Der Wert der Eigennutzung eines Grundstücks ist in der Regel nach dem üblichen Miet- oder Pachtzins zu bemessen.

§§ 463 a. F., 249 a. F. BGB

Bei der Rückabwicklung eines Grundstückskaufvertrages im Wege des großen Schadensersatzes ist die Nutzung des Grundstücks durch den Käufer im Rahmen des Vorteilsausgleichs nur insoweit zu berücksichtigen, als sie mit dem geltend gemachten Schaden in einem qualifizierten Zusammenhang steht.

a) Verlangt der Käufer auch Ersatz seiner Finanzierungskosten bzw. der Kosten für die Unterhaltung des Grundstücks, muss er sich hierauf den nach dem üblichen Miet- oder Pachtzins zu berechnenden Wert der Eigennutzung anrechnen lassen.

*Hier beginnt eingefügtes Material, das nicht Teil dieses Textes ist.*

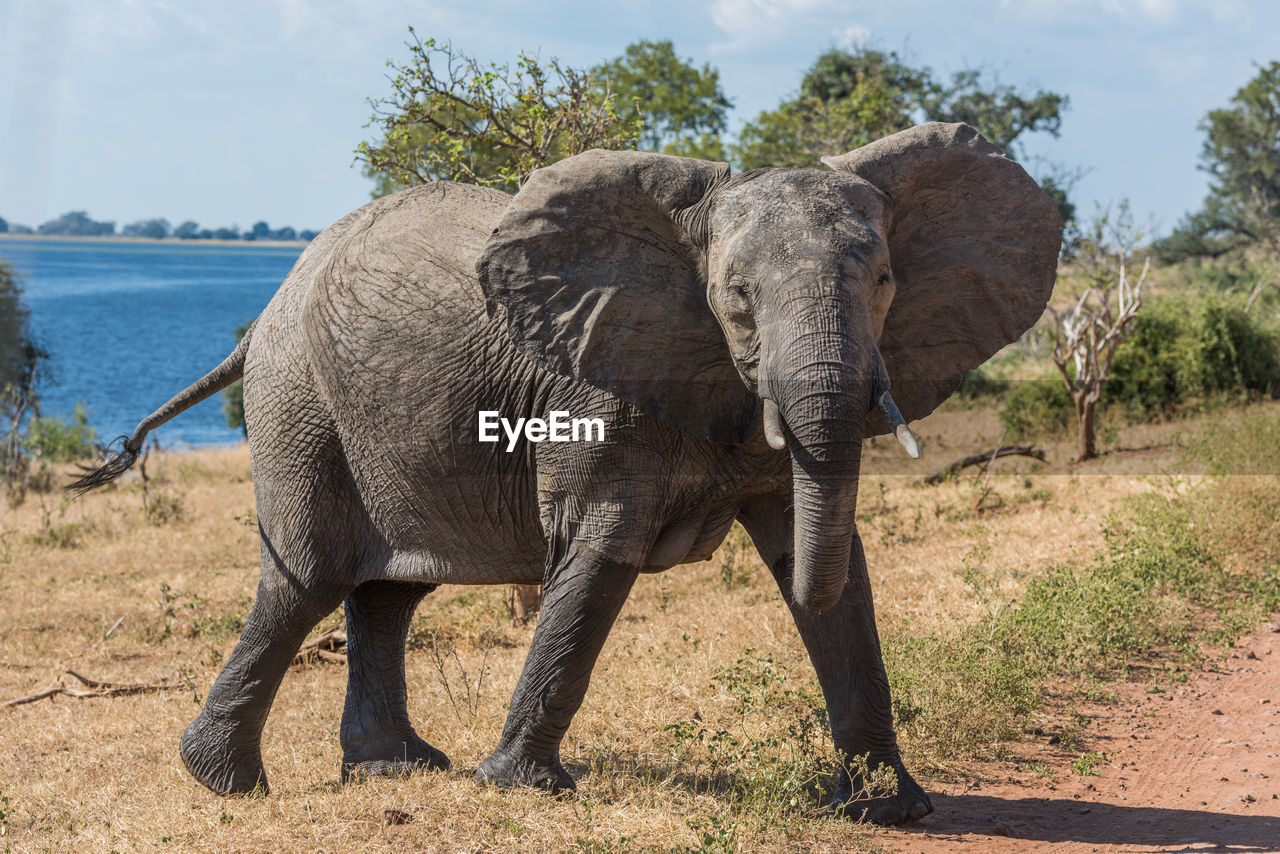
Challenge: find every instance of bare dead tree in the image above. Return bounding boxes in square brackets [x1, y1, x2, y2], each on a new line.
[1048, 202, 1151, 460]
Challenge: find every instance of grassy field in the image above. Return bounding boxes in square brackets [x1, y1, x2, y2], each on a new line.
[0, 403, 1280, 853]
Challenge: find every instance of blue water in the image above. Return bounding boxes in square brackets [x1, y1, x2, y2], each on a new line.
[0, 239, 302, 447]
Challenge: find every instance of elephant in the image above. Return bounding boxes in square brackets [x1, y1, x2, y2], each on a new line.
[73, 123, 1061, 823]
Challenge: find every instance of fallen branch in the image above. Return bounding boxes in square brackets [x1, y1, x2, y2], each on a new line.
[919, 444, 1044, 484]
[289, 621, 347, 667]
[59, 608, 134, 672]
[0, 670, 187, 709]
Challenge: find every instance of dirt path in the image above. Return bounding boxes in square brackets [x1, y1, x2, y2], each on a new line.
[877, 617, 1280, 854]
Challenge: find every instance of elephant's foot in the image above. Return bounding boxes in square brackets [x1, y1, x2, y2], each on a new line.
[342, 730, 452, 782]
[476, 750, 577, 795]
[832, 761, 933, 825]
[178, 712, 268, 795]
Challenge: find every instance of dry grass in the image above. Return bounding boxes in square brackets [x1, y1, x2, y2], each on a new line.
[0, 411, 1269, 851]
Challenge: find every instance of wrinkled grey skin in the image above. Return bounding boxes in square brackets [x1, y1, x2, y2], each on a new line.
[81, 124, 1059, 823]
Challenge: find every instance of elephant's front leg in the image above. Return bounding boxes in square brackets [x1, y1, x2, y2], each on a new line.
[774, 533, 933, 825]
[476, 547, 637, 793]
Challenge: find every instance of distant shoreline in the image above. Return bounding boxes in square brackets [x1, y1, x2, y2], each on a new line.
[0, 232, 311, 250]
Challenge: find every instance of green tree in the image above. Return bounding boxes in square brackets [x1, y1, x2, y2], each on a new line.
[1156, 61, 1280, 267]
[356, 27, 641, 196]
[732, 49, 1069, 170]
[0, 259, 49, 501]
[120, 216, 172, 241]
[591, 40, 733, 160]
[36, 210, 115, 237]
[223, 320, 253, 438]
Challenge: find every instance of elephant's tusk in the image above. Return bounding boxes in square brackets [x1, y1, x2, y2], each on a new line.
[764, 398, 787, 451]
[880, 392, 920, 460]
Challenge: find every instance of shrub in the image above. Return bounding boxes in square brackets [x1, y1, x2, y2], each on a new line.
[1106, 294, 1280, 419]
[1000, 374, 1075, 439]
[23, 403, 97, 462]
[1000, 294, 1280, 439]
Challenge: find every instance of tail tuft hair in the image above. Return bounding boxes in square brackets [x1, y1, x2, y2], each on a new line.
[67, 435, 141, 497]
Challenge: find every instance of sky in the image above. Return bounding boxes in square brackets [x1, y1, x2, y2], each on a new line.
[0, 0, 1280, 233]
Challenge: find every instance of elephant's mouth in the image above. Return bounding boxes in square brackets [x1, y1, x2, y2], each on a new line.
[763, 389, 920, 460]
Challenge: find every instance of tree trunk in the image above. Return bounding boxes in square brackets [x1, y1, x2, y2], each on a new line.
[1075, 396, 1098, 462]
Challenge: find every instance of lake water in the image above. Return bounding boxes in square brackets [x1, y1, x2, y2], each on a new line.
[0, 239, 302, 446]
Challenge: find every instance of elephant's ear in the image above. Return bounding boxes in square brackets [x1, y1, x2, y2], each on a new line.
[822, 122, 1062, 435]
[476, 150, 760, 442]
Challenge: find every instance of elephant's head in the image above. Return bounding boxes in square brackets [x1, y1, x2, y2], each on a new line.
[477, 123, 1060, 611]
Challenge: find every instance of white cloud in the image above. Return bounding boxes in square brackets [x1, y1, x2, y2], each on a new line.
[710, 0, 869, 52]
[1000, 0, 1248, 24]
[835, 24, 872, 47]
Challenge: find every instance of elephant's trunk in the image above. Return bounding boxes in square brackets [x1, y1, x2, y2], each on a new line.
[762, 318, 882, 611]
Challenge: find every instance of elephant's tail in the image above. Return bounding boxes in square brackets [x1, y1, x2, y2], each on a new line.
[67, 324, 253, 495]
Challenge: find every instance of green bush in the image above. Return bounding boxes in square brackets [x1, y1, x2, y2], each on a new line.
[1000, 294, 1280, 439]
[23, 403, 97, 462]
[1103, 294, 1280, 420]
[1000, 373, 1075, 440]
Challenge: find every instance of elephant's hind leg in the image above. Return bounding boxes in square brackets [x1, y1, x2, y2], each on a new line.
[340, 581, 449, 782]
[179, 577, 346, 795]
[180, 404, 372, 795]
[476, 542, 637, 793]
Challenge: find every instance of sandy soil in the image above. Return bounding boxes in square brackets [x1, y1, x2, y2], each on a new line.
[876, 617, 1280, 854]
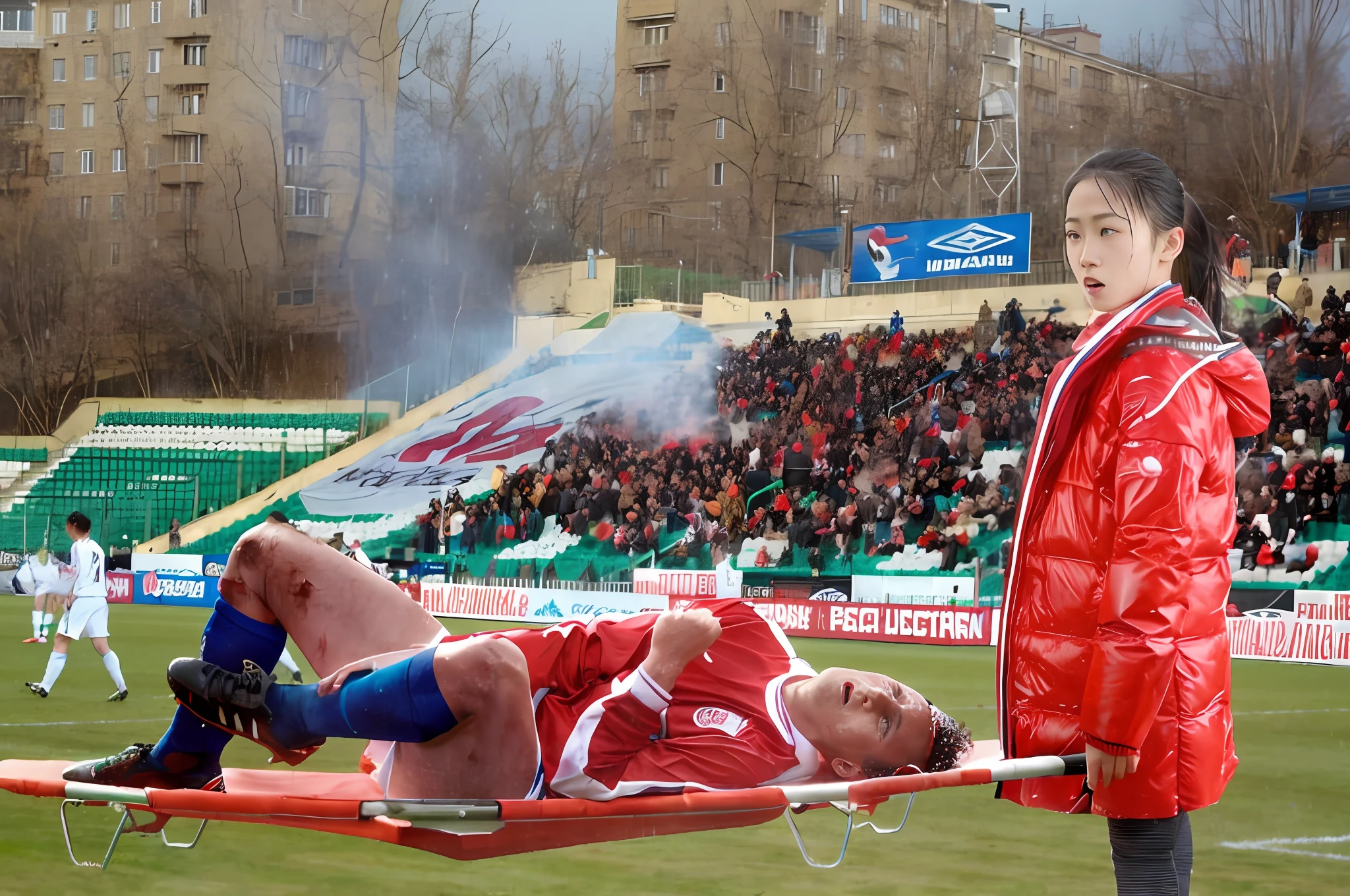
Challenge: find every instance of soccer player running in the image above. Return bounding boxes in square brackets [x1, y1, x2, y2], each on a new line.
[26, 510, 127, 703]
[15, 548, 72, 644]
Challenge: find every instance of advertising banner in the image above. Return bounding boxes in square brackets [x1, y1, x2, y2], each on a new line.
[131, 574, 220, 610]
[107, 569, 132, 603]
[131, 553, 202, 576]
[1229, 591, 1350, 665]
[853, 576, 975, 606]
[421, 582, 670, 623]
[753, 599, 993, 646]
[852, 213, 1032, 283]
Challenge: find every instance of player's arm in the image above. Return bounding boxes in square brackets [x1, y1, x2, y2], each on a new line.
[552, 607, 722, 799]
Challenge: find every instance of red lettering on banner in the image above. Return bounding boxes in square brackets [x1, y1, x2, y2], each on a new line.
[398, 395, 563, 463]
[752, 598, 992, 645]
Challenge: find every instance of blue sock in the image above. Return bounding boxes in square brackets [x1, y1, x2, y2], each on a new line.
[268, 648, 455, 745]
[151, 599, 286, 771]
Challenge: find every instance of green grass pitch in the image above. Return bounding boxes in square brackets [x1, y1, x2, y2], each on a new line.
[0, 596, 1350, 896]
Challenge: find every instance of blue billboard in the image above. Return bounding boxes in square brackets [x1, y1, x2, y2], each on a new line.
[852, 212, 1032, 283]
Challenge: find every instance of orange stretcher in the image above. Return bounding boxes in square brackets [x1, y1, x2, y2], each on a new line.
[0, 741, 1086, 868]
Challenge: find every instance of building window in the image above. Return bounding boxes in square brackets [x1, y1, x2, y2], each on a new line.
[173, 134, 201, 165]
[282, 84, 317, 117]
[0, 9, 32, 30]
[876, 3, 920, 31]
[628, 111, 648, 143]
[0, 96, 28, 124]
[282, 34, 326, 69]
[1082, 66, 1111, 93]
[637, 67, 670, 96]
[286, 186, 328, 217]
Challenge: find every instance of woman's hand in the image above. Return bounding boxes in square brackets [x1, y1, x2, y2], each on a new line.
[1085, 739, 1140, 791]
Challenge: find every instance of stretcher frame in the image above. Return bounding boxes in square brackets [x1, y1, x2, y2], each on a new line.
[0, 741, 1087, 869]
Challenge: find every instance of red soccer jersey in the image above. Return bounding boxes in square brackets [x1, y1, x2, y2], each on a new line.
[497, 600, 819, 800]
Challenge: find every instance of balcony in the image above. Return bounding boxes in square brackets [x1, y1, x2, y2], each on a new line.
[160, 162, 205, 186]
[628, 42, 671, 69]
[160, 112, 206, 136]
[160, 62, 212, 86]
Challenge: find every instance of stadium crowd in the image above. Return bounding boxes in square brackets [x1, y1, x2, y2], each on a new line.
[420, 301, 1078, 568]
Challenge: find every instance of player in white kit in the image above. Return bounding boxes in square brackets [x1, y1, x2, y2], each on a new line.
[13, 548, 74, 644]
[26, 510, 127, 703]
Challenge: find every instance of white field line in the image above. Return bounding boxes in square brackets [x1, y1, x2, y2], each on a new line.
[1219, 834, 1350, 862]
[0, 715, 173, 727]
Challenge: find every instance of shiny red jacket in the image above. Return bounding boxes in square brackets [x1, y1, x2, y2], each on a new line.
[997, 286, 1270, 818]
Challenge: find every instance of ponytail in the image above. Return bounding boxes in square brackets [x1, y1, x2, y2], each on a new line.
[1064, 150, 1230, 331]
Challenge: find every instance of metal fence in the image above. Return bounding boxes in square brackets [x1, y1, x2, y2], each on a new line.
[614, 264, 740, 308]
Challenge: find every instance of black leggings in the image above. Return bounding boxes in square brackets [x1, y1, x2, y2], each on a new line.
[1105, 812, 1193, 896]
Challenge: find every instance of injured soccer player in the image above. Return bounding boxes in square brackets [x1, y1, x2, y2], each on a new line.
[65, 522, 971, 800]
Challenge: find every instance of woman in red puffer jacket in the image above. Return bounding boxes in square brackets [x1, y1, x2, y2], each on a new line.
[997, 150, 1270, 893]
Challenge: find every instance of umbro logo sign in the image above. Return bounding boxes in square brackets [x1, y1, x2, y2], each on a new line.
[929, 223, 1016, 255]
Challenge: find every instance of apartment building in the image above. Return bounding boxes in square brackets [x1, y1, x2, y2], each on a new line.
[0, 0, 399, 354]
[605, 0, 1210, 278]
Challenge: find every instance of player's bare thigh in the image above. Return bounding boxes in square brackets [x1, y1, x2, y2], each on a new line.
[220, 522, 442, 676]
[389, 638, 539, 799]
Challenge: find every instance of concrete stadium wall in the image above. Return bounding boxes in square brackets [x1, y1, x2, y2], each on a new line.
[135, 348, 531, 553]
[703, 283, 1091, 331]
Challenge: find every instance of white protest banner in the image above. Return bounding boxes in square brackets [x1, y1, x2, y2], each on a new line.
[420, 582, 670, 623]
[1229, 591, 1350, 665]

b) Beschränkt der Käufer sich darauf, den Leistungsaustausch rückgängig zu machen und Ersatz der Vertragskosten zu verlangen, ist als Nutzungsvorteil nur die abnutzungsbedingte, zeitanteilig linear zu berechnende, Wertminderung der Immobilie anzurechnen.

Urt. des BGH v. 31. 3. 2006 – V ZR 51/05.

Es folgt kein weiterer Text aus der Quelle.